Heartbeat International told Privacy International it kept patient data confidential and used the data only on a de-identified basis, but the privacy advocates noted it was unclear how and by whom such de-identification took place.
‘LARGE AMOUNTS OF DATA’
In June, the National Right to Life Committee, an anti-abortion organization, released draft legislation titled the Post-Roe Model Abortion Law intended for lawmakers to utilize should they wish to criminalize abortions and anyone “conspiring to cause, aiding or abetting illegal abortions.”
While there is no evidence thus far of crisis pregnancy centers sharing a patient’s private information outside of a facility, Harvard University’s Laura Dodge, a professor of obstetrics and gynecology, said she is concerned the centers have access to large amounts of sensitive information, given the alarming possibility, in her words, of a “data dump.”

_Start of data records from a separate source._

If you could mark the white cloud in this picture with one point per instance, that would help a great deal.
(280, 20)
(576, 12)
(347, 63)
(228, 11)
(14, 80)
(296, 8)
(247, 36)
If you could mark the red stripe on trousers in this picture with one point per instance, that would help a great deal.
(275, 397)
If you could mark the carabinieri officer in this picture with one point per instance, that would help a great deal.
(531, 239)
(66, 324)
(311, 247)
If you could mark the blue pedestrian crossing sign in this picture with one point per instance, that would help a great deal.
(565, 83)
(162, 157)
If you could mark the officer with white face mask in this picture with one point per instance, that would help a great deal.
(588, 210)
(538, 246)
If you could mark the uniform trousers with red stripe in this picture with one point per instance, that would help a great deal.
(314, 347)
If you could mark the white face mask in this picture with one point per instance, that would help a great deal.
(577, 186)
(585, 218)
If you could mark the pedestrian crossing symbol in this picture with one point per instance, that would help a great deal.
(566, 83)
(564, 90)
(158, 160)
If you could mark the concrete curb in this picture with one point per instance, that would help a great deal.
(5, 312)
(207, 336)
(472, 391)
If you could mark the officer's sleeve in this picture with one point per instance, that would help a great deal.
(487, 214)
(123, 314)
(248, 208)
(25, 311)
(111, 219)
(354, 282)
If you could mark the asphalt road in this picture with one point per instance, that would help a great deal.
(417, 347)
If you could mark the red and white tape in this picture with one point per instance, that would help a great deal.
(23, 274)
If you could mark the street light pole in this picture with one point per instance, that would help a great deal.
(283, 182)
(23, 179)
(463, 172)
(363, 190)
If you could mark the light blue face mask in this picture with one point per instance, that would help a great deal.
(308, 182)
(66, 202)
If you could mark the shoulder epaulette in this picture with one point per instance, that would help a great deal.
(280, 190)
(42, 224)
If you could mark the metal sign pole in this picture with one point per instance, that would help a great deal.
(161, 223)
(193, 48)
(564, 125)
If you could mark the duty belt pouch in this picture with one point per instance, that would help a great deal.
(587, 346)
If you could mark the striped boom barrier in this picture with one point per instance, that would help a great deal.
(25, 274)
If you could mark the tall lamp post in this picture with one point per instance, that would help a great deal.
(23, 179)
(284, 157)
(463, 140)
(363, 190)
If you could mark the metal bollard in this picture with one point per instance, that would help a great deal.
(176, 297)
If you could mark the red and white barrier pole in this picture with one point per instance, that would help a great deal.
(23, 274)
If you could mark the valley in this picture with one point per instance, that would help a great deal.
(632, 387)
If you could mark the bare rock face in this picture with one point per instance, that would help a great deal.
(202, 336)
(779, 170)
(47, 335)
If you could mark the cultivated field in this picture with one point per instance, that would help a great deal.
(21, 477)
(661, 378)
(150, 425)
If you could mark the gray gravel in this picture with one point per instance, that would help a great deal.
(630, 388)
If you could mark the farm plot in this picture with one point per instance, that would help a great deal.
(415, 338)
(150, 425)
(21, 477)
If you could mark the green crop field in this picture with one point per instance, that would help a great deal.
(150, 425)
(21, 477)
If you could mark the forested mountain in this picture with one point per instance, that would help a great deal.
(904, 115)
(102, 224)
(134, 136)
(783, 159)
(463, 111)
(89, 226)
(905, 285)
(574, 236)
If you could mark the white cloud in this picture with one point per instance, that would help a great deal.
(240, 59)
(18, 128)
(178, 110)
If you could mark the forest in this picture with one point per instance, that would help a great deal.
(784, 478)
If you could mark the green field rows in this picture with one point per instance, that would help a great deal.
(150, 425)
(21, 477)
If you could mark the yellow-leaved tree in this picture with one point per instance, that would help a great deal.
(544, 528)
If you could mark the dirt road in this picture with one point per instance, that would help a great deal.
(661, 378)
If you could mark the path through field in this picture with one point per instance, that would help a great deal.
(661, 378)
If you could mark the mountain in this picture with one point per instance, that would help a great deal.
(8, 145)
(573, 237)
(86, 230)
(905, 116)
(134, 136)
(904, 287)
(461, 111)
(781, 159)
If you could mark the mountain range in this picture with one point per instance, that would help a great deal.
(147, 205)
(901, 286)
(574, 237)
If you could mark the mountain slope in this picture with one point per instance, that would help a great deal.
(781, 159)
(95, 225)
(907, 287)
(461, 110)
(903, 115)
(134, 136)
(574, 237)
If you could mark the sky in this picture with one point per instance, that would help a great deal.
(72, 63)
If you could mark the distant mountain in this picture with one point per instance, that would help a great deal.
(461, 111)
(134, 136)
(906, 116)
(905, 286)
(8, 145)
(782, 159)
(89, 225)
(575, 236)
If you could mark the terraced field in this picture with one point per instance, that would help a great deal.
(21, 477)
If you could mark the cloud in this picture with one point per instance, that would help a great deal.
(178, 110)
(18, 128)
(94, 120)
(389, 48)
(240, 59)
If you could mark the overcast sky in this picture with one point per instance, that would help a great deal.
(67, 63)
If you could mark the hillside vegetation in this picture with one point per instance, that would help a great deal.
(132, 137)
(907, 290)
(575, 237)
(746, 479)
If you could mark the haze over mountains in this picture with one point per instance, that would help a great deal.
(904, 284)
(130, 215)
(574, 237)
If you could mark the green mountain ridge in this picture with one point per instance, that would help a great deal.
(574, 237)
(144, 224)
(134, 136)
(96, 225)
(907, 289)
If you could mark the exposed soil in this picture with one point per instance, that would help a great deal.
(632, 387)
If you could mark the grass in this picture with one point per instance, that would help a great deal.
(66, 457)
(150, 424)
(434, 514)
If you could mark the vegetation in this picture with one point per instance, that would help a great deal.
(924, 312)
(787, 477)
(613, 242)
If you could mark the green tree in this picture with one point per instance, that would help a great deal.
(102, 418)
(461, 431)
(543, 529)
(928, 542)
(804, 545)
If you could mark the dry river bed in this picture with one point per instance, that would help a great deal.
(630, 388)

“They could turn over large amounts of data on many, many clients and not just on a case by case basis … as part of an individual investigation,” Dodge said. “Your health information is not protected at a crisis pregnancy center the way that it is when you visit a licensed medical facility.”
Tammy Kocher of First Care Pregnancy Center asserted her facility would never voluntarily release patient information without the patient’s written consent. Even with the best intentions of maintaining privacy, however, crisis pregnancy centers could be forced to turn over data in response to a lawsuit or police search warrant, health care lawyer Greg Myers said.
HIPAA-bound providers are not invulnerable to search warrants, Myers said, but HIPAA only requires them to disclose protected health information in certain circumstances, whereas crisis pregnancy centers would not be able to use HIPAA’s limitations as a defense.
Kocher said that if law enforcement requested records through a search warrant, “we would contact our attorney to determine what we are legally required to comply with, as this would be unprecedented.”
Myers said he recommends patients visit licensed regulated clinics required to adhere to data privacy laws. For patients who wish to visit a crisis pregnancy center, Myers advised they do so at a state-funded facility, as they are bound by the Minnesota Health Records Act, which prohibits a health care facility from sharing health records without the patient’s consent.
“Right now we are facing an uncertain landscape,” Myers said. “There’s so much more value in dealing with a regulated healthcare provider.”
With reporting assistance by Paul John Scott, Minnesota health correspondent for NewsMD.